Na szczycie góry Manyłowa, koło Baligrodu pochowano wczoraj szczątki 509 żołnierzy z czasów I wojny światowej. W uroczystości, prowadzonej przez duchownych dwóch obrządków, wzięło udział ponad 100 osób: wolontariusze Stowarzyszenia Eksploracyjno-Historyczne „Galicja”, którzy porządkują ten teren, leśnicy, miłośnicy historii i turyści.
W ten sposób zakończono trwające miesiąc prace archeologiczne. Większość ofiar walk jest bezimienna. Ze znalezionych nieśmiertelników udało się odczytać tylko pięć węgierskich nazwisk. Na uroczystości przyjechali, odnalezieni przez wolontariuszy, krewni jednego z nich – Janosa Gabora.

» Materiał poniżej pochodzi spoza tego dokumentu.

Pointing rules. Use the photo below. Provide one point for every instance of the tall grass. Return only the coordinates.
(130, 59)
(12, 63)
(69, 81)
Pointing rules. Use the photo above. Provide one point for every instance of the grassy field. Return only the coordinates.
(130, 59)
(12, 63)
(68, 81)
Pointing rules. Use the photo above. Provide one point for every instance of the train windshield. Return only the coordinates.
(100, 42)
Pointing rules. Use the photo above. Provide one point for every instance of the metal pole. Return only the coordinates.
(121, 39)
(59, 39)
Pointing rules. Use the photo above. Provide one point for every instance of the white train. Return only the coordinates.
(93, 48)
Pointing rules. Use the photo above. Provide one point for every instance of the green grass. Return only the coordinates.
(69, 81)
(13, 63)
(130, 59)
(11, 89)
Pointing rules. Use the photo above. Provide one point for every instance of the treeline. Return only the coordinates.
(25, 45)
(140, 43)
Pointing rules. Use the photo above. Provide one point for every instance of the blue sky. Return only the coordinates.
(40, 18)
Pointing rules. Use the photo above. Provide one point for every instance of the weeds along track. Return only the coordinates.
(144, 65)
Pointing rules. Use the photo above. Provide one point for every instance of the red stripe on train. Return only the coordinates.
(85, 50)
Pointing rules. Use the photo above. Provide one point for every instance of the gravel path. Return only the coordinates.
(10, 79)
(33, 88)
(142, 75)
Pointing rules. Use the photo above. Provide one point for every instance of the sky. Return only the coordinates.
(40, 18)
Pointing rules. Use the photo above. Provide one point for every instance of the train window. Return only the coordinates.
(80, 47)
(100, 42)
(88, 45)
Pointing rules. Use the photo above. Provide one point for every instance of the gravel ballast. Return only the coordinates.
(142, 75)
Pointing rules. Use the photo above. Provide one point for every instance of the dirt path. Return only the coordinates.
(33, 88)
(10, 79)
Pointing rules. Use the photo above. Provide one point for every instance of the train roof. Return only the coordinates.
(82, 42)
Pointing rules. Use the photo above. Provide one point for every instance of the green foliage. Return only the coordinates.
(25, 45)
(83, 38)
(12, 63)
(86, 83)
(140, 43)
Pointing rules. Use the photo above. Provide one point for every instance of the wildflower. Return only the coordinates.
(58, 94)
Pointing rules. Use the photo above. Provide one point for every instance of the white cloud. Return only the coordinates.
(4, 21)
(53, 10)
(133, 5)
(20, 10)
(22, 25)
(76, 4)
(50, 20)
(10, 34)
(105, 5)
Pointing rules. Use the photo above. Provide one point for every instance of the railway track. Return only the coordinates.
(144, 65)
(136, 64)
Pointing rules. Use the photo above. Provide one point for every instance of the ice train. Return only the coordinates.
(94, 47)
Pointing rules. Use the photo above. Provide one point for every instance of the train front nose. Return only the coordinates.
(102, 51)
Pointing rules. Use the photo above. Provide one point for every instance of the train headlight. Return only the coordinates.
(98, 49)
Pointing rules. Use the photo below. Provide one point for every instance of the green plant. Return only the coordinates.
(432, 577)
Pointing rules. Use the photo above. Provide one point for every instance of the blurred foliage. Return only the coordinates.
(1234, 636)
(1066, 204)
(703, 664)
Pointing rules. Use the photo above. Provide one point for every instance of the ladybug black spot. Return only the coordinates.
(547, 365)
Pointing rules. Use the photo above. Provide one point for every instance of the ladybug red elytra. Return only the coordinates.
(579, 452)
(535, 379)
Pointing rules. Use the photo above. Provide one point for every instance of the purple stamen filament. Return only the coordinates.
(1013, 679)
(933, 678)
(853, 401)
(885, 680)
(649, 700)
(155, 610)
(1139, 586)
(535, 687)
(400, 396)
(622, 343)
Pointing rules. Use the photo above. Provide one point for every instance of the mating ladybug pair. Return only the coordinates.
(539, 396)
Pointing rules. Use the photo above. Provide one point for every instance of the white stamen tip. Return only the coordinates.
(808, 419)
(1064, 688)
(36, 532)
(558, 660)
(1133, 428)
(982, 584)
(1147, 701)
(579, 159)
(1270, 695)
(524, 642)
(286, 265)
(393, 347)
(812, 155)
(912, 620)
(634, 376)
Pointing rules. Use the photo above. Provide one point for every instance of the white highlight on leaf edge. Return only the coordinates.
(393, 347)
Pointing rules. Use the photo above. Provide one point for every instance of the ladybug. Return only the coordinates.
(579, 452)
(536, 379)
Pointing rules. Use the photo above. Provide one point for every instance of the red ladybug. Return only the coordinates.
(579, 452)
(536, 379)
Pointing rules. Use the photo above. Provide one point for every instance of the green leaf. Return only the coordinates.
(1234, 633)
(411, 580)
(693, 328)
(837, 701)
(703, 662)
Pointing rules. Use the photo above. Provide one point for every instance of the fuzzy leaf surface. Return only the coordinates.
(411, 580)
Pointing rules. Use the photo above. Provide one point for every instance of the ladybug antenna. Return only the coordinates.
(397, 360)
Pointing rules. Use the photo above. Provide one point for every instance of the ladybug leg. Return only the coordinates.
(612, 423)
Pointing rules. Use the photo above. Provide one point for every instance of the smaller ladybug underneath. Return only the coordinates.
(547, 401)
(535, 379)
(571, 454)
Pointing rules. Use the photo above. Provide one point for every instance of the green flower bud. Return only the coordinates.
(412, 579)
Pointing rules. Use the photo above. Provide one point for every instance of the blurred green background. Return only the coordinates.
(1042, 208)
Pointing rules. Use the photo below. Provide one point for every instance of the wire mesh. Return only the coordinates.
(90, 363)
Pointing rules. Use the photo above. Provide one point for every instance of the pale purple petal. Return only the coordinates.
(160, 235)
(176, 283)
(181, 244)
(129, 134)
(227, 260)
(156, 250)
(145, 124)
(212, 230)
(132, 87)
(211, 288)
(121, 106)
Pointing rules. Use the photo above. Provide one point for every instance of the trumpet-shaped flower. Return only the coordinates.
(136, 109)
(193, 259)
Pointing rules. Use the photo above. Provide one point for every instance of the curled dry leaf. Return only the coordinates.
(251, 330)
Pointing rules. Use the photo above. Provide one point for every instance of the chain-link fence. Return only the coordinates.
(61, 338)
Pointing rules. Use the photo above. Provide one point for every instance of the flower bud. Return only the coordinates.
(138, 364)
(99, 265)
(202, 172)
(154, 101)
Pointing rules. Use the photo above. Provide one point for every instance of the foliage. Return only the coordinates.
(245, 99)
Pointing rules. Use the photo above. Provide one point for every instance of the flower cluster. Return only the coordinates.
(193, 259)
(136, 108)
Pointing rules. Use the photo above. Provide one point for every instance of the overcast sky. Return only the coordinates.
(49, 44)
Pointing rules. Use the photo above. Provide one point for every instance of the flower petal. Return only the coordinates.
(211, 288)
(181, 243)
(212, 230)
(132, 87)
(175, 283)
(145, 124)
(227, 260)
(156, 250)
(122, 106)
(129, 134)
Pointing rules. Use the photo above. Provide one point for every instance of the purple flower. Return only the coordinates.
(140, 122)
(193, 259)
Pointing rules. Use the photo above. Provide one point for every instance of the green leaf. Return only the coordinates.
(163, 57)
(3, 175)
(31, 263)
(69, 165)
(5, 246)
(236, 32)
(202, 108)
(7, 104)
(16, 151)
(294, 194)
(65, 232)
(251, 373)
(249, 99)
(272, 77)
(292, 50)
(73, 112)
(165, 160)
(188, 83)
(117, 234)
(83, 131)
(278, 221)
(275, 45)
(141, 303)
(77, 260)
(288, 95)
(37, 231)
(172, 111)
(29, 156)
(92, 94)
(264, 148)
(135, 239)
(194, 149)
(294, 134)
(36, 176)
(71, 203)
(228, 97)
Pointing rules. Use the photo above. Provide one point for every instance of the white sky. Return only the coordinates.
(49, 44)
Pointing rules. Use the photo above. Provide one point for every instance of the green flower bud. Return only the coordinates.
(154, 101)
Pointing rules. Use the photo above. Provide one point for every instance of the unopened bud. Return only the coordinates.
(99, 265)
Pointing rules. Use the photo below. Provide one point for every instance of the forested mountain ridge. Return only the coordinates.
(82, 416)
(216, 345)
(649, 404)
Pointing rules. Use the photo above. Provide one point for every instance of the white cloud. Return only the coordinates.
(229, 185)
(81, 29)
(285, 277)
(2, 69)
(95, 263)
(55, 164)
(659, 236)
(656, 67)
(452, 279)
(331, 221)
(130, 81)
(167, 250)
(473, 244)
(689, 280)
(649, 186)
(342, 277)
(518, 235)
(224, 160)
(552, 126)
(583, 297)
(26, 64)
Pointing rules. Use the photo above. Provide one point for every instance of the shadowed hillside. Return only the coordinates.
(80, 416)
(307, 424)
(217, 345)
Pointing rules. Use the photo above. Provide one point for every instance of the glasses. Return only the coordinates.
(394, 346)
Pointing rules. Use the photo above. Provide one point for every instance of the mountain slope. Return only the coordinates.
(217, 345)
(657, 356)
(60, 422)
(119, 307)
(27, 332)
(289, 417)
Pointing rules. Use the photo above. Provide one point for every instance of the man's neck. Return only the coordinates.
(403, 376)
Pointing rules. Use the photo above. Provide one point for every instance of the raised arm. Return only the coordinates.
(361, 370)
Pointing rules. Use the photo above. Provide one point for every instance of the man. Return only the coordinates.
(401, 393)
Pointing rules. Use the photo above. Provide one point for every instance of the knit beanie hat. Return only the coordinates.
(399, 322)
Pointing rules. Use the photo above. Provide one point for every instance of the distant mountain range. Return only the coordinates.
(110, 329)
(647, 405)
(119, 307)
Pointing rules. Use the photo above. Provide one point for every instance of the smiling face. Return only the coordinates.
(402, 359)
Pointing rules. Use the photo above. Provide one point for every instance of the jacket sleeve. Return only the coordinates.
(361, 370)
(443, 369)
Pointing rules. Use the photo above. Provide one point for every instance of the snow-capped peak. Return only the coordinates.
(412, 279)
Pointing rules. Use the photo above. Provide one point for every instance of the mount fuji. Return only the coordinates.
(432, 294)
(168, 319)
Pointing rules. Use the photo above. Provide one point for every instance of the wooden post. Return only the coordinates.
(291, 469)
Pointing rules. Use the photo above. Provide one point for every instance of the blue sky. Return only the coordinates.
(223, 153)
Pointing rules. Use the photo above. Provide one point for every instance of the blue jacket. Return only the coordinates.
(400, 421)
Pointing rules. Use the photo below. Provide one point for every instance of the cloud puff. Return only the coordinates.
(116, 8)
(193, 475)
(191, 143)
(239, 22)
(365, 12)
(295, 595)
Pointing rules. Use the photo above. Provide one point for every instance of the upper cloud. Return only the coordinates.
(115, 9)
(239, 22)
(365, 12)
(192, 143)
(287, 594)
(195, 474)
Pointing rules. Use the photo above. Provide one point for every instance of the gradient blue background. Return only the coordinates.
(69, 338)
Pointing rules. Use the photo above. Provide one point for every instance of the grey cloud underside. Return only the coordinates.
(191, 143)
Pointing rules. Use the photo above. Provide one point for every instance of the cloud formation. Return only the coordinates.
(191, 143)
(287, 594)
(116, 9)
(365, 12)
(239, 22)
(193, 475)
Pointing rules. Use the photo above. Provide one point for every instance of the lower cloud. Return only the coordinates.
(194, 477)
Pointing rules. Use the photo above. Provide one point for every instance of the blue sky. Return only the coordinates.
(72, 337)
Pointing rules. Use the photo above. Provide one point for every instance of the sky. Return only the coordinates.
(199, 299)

Na początku 1915 roku na Manyłowej toczyły się ciężkie walki. W końcu wojska austro-węgierskie wysadziły szczyt broniony przez Rosjan. Lej po wybuchu wykorzystano jako zbiorowy grób żołnierzy obu armii. Właśnie to miejsce badali archeolodzy Fundacji Badań Nad Dziedzictwem Kulturowym. Nie spodziewali się tak wielu kości, mocno przy tym zmieszanych.
W ubiegłym roku, na utworzonym na szczycie Manyłowej małym cmentarzyku, pogrzebano już szczątki ponad 100 żołnierzy znalezionych w tym rejonie.